You remember the unfortunate Mr. Dumpty. A fall from the wall rendered him broken, and despite best efforts by all the king’s horses and men, broken he would stay. It’s a cautionary tale but the warning is not about the dangers of fragile eggy figures perching on walls. The lesson is about how we deal with things crowded, mangled, and obsolete. As the English would say, Humpty Dumpty had become a dog’s breakfast. We’ll just call him clutter.
It feels a little harsh to call Humpty clutter, but once he cracked, that’s exactly what he was. No longer any good. Just a mess to be cleaned up and disposed of. That he was such a good egg and looked so dapper before his fall makes it even harder to admit that afterwards, he was reduced to clutter. And such is the case with our things. (You knew this wasn’t just a nostalgic bit about Mother Goose.)

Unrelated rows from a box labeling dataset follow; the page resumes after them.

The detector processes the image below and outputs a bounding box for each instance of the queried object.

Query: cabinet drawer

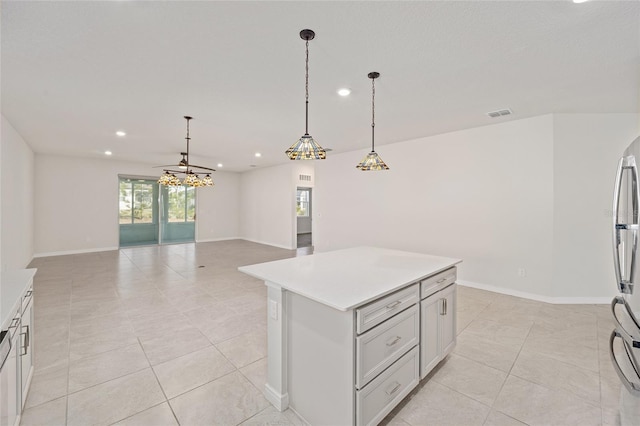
[356,284,420,334]
[356,304,420,389]
[356,347,419,425]
[420,266,457,299]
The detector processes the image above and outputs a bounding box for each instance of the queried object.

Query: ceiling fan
[155,115,216,186]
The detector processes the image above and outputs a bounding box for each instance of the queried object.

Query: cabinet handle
[384,382,402,396]
[386,300,402,309]
[20,325,29,356]
[387,336,402,346]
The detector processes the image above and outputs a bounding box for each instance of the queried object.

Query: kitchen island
[238,247,461,425]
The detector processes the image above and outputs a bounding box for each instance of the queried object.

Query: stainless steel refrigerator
[609,137,640,425]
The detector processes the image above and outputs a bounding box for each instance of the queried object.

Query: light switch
[269,300,278,320]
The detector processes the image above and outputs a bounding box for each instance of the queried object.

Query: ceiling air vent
[487,108,511,118]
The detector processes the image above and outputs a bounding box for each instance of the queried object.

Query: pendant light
[285,30,327,160]
[356,71,389,171]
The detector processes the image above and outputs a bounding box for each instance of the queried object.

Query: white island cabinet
[239,247,460,425]
[0,269,36,426]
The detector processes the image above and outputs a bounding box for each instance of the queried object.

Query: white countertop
[238,247,462,311]
[0,268,37,328]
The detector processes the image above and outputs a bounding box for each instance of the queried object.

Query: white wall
[196,172,240,242]
[240,161,314,250]
[35,154,239,256]
[313,115,553,295]
[0,116,34,271]
[553,114,640,297]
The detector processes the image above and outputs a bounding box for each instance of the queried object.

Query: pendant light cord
[185,118,191,173]
[371,78,376,152]
[304,39,309,135]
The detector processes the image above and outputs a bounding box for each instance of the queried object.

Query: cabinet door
[420,292,442,379]
[18,302,33,407]
[0,325,20,426]
[438,284,457,358]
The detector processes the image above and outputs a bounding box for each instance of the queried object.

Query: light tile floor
[21,240,640,426]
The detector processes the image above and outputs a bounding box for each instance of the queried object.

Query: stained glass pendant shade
[285,30,327,160]
[356,71,389,171]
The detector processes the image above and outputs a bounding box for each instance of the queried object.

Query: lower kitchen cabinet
[420,283,457,378]
[0,269,36,426]
[0,322,21,426]
[20,289,33,409]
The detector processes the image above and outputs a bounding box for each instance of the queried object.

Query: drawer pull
[387,336,402,346]
[386,300,402,309]
[384,382,402,396]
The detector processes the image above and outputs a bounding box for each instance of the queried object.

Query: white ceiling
[1,0,640,171]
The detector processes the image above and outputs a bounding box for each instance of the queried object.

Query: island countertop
[238,247,461,311]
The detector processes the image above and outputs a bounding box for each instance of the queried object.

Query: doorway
[118,176,196,247]
[296,187,313,248]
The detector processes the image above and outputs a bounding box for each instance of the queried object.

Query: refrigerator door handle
[611,296,640,348]
[612,156,640,294]
[609,330,640,396]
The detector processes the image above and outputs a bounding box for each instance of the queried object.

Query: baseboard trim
[264,383,289,411]
[196,237,243,243]
[33,247,119,259]
[239,238,296,250]
[456,280,613,305]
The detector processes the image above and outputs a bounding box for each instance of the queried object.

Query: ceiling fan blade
[189,164,216,172]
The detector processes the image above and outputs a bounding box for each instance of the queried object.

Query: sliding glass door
[119,177,196,247]
[119,178,159,247]
[160,186,196,244]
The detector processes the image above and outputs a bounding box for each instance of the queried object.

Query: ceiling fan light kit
[158,115,216,187]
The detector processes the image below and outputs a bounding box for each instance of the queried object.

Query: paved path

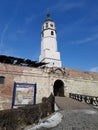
[55,97,93,110]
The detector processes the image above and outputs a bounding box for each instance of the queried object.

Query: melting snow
[28,112,63,130]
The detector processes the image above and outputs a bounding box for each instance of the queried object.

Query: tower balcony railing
[69,93,98,106]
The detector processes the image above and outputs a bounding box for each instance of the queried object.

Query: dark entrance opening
[53,80,64,97]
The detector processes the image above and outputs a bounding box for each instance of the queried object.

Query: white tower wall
[39,14,62,67]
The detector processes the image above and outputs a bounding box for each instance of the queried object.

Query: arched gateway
[53,79,64,97]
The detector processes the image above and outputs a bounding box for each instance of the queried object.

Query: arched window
[46,23,48,29]
[51,31,54,35]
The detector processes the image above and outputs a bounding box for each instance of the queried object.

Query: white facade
[39,14,62,67]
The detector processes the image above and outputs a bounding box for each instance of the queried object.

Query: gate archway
[53,80,64,97]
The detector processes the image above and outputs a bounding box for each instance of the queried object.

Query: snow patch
[28,112,63,130]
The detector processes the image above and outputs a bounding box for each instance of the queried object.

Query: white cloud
[90,66,98,72]
[0,25,8,46]
[69,34,98,44]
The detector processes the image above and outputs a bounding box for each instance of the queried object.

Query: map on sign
[12,83,36,107]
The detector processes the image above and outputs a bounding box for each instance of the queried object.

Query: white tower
[39,14,62,67]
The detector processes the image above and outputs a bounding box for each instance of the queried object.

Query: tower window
[51,31,54,35]
[46,23,48,28]
[42,32,44,37]
[0,76,5,84]
[50,24,53,27]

Some things are born as clutter, like the oversized sombrero that looked fun in the marketplace but looks less fun as you struggle through security and truly regrettable as you angrily stuff it in the overhead bin. But the path to clutter is typically more gradual. Fully functioning is downgraded to balky. Balky becomes broken. Important parts go missing. Cords vanish. Mated pairs get divorced. Sparks fly when the switch is flipped. It doesn’t take any special training or talent to make the diagnosis: Clutter.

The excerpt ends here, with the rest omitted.